Garlic butter fish with butternut chips with squished grilled cherry toms. Fine!

Pork scratchings once a week Fine! 

NO flours (apart from almond flour) NO sugars + No sweetners apart from xylitol in small amounts. 10,000 steps a day everyday, That’s is the only changes needed for anyone to shift weight. 

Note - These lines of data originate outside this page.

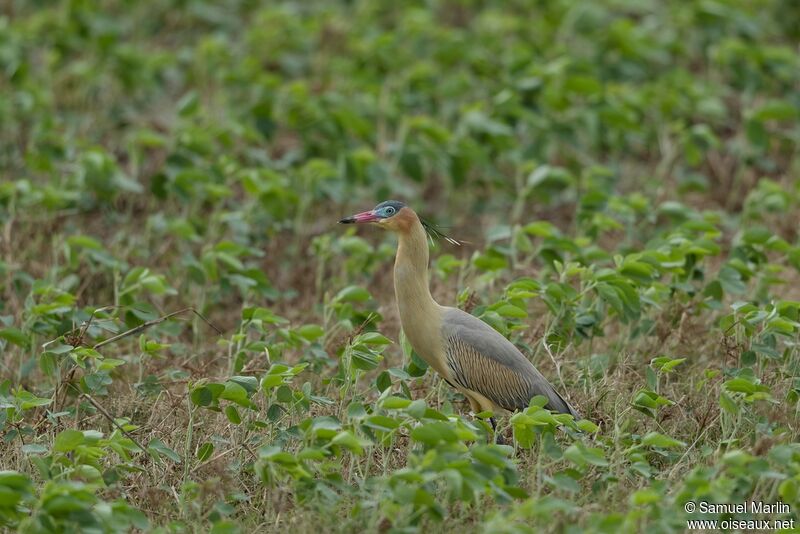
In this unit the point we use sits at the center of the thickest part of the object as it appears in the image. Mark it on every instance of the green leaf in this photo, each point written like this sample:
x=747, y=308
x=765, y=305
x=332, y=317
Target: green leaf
x=68, y=440
x=15, y=336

I train at the gym 4 days a week. With this diet and dropped a couple+ lbs a week and I was eating a jar or peanut butter a week with two bars of 85% Lindt .

Levels stayed good.


----------



## collectors (Aug 26, 2019)

Thanks for the suggestions, since i started this thread i have lost another 8lbs "total 24lbs" & my blood is down from 14.7 average to 7 per week & also cut down on 1 metformin & 1 Gliclazide a day & holding at 7 on the blood. "Cherry Tree preserves" I am doing what you say with the exception of drinking quite a lot of squash drink that is only 1 cal per pint & helps to fill me up & not get naughty. Good point on the burgers & sausages, the later i will cut out & the burgers i will make by hand from now on. The flour is a bit a sore point in that it is around 6 times the price, but did notice coconut flour wasn't quite so bad as i do like a white "sometimes with cheese" sauce on my cauliflower & carrots, & stopped all spuds quite a while back. I am thinking more exercise will benefit, but ironically, i need to take a car ride to get to a safe place to walk. I used to live in london & there are far more places to go, with lots of parks & alike. Yet its not so easy in rural areas with no pavements & narrow roads. Everyone around here wares a hi viz jacket to take the dogs out. But, at 63 & 24lbs loss in 9 weeks "2.66lbs pw"  is not to bad with not much exercise.


----------



## Cherrytree preserves (Aug 26, 2019)

collectors said:


> Thanks for the suggestions, since i started this thread i have lost another 8lbs "total 24lbs" & my blood is down from 14.7 average to 7 per week & also cut down on 1 metformin & 1 Gliclazide a day & holding at 7 on the blood. "Cherry Tree preserves" I am doing what you say with the exception of drinking quite a lot of squash drink that is only 1 cal per pint & helps to fill me up & not get naughty. Good point on the burgers & sausages, the later i will cut out & the burgers i will make by hand from now on. The flour is a bit a sore point in that it is around 6 times the price, but did notice coconut flour wasn't quite so bad as i do like a white "sometimes with cheese" sauce on my cauliflower & carrots, & stopped all spuds quite a while back. I am thinking more exercise will benefit, but ironically, i need to take a car ride to get to a safe place to walk. I used to live in london & there are far more places to go, with lots of parks & alike. Yet its not so easy in rural areas with no pavements & narrow roads. Everyone around here wares a hi viz jacket to take the dogs out. But, at 63 & 24lbs loss in 9 weeks "2.66lbs pw"  is not to bad with not much exercise.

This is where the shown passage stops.